Tal vez no haya semejanza de un país que durante décadas ostentara el nefasto título de campeón mundial de los asesinatos, las pandillas y la extorsión y que, en poco tiempo, bajaran los homicidios a menos de un dígito por cada 100.000 habitantes. De esa magnitud o trascendencia es lo que ocurre en El Salvador.
En 1994 tenía 9.135 asesinatos, una tasa de 138,2 por cada 100.000 habitantes, mientras en 2015 era de 103, todavía la más alta del mundo. Con las políticas de seguridad de Nayib Bukele, la tasa de homicidios bajó a 18,2 en 2021 y a 7,8 en 2022, convirtiéndose en uno de los países más seguros de América Latina, al menos temporalmente, y su presidente en el más popular de la historia salvadoreña.
Los interrogantes y cuestionamientos, sin embargo, no han dado tregua. Algunos son de naturaleza política, como que su estrategia anticrimen está anidada en los esfuerzos por concentrar el poder, que el combate a la corrupción parece no tener prioridad o que lo que hace es una espectacularización de la política.
En algunas otras objeciones, el Gobierno sí tiene que esforzarse por responder y elevar sus estándares, pues podrían terminar por deslegitimarlo. Entre ellas están las muertes bajo custodia en las cárceles, torturas, detenciones arbitrarias de inocentes, procesos judiciales plagados de irregularidades, persecución a la prensa, así como la coerción a la independencia judicial. No basta con esgrimir que “qué hizo la CIDH en los últimos 30 años, cuando las pandillas estaban masacrando a nuestro pueblo”. Pero las organizaciones internacionales tampoco pueden convertirse en palos en la rueda, menos aún, terminar del lado de los delincuentes, o como instrumento de contradictores políticos.
Partir de la base de que El Salvador es una democracia plena para cuestionar el modelo de seguridad de Buleke puede ser un error.

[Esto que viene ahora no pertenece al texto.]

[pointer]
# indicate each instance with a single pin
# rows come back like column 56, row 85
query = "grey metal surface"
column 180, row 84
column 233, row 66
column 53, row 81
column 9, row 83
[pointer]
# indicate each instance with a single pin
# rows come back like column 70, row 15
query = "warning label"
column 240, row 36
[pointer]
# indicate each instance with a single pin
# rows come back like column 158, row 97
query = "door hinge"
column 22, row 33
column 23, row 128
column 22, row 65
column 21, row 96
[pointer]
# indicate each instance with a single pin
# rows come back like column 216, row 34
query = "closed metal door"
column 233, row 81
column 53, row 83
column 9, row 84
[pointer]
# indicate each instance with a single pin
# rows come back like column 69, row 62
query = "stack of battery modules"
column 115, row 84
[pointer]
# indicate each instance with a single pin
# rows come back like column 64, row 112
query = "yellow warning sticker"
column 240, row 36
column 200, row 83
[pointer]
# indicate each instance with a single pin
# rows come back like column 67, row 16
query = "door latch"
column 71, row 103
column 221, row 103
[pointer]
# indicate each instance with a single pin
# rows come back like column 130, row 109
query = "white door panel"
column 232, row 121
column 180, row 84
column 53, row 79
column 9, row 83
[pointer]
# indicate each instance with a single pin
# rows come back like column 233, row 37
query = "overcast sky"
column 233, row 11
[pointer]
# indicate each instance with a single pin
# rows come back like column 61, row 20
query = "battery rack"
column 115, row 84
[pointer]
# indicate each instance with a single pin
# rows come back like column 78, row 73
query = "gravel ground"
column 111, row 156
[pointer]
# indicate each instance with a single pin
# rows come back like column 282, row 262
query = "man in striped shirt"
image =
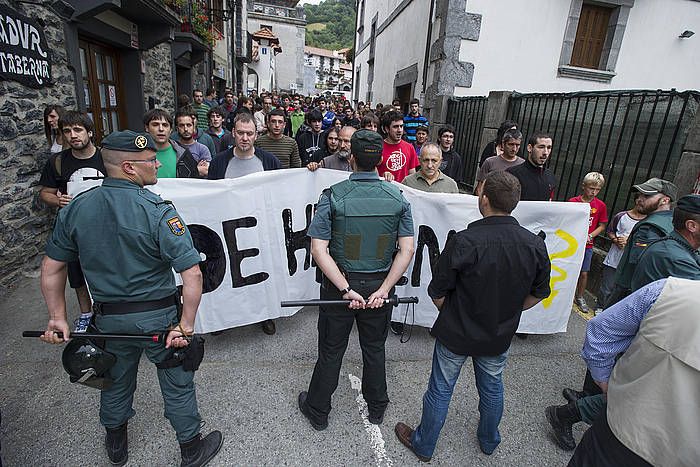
column 274, row 141
column 200, row 109
column 412, row 120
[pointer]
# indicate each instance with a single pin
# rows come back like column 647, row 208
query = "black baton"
column 138, row 337
column 395, row 301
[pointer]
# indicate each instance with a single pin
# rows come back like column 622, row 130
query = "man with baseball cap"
column 677, row 253
column 655, row 198
column 129, row 240
column 357, row 227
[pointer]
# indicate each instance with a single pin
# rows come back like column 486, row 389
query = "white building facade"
column 330, row 66
column 287, row 22
column 431, row 49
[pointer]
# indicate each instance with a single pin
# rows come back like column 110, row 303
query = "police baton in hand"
column 393, row 300
column 91, row 335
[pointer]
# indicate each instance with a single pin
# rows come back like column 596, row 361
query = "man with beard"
column 81, row 159
column 451, row 160
column 282, row 146
column 185, row 126
column 175, row 160
column 413, row 120
column 327, row 115
column 399, row 159
column 677, row 253
column 223, row 139
column 511, row 146
column 655, row 199
column 537, row 181
column 341, row 159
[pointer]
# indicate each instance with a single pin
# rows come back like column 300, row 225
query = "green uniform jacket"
column 669, row 256
column 657, row 225
column 128, row 240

El Gobierno apenas intenta reanimar una sociedad fragmentada, sitiada por los criminales, en la que buena parte del poder judicial ha estado a su servicio. Como señalaron Hugo Frühling y Joseph Tulchin, en Crimen y violencia en América Latina, no siempre está claro cuál debe ser la respuesta apropiada para aliviar la inseguridad ciudadana, máxime en un sistema de elecciones periódicas.
Tampoco las recomendaciones deben ser las de cruzarse de brazos o aplicar fracasadas recetas del pasado, pues sería ignorar a esa inmensa mayoría de salvadoreños que han comenzado a vivir un momento de paz y libertad y que lo agradecen profundamente.
Algunas preguntas que entonces sería pertinente formularse son: ¿qué tan sostenible es la política de seguridad de El Salvador?, y si ¿su modelo es exportable a otros países agobiados por la criminalidad?
En el primer caso, el presidente Bukele tiene un muy difícil equilibrio por delante. De perder gobernabilidad o desaprovechar la coyuntura para acelerar el crecimiento económico y las oportunidades laborales, correría el riesgo de que los grupos criminales puedan reagruparse y contraatacar, o que los expandilleros se vean atrapados en un nuevo ciclo de marginación y violencia.
La consolidación de la democracia y el Estado de derecho es sí o sí otro imperativo. Es la única forma en que la corrupción no deslegitime sus esfuerzos, y de facilitar que otros tomen la posta de la seguridad sin que el presidente asuma excesivos riesgos personales una vez entregue el poder.
En cuanto a lo segundo, la política de seguridad de El Salvador difícilmente pudiera ser exportable, tanto por el tamaño del país como porque allí existe una singularidad irrepetible y es el haber identificado con plenitud los 76.000 pandilleros que tenían que someter.
Aunque el modelo no sea plenamente transferible a países agobiados por la criminalidad, sí hay elementos que pueden inspirar. Allí cabe resaltar el liderazgo y la mano firme para recuperar la paz y la tranquilidad, los grandes operativos de captura y la urgencia de construir megacárceles y no meros centros recreacionales para los delincuentes.
John Mario González es analista político e internacional.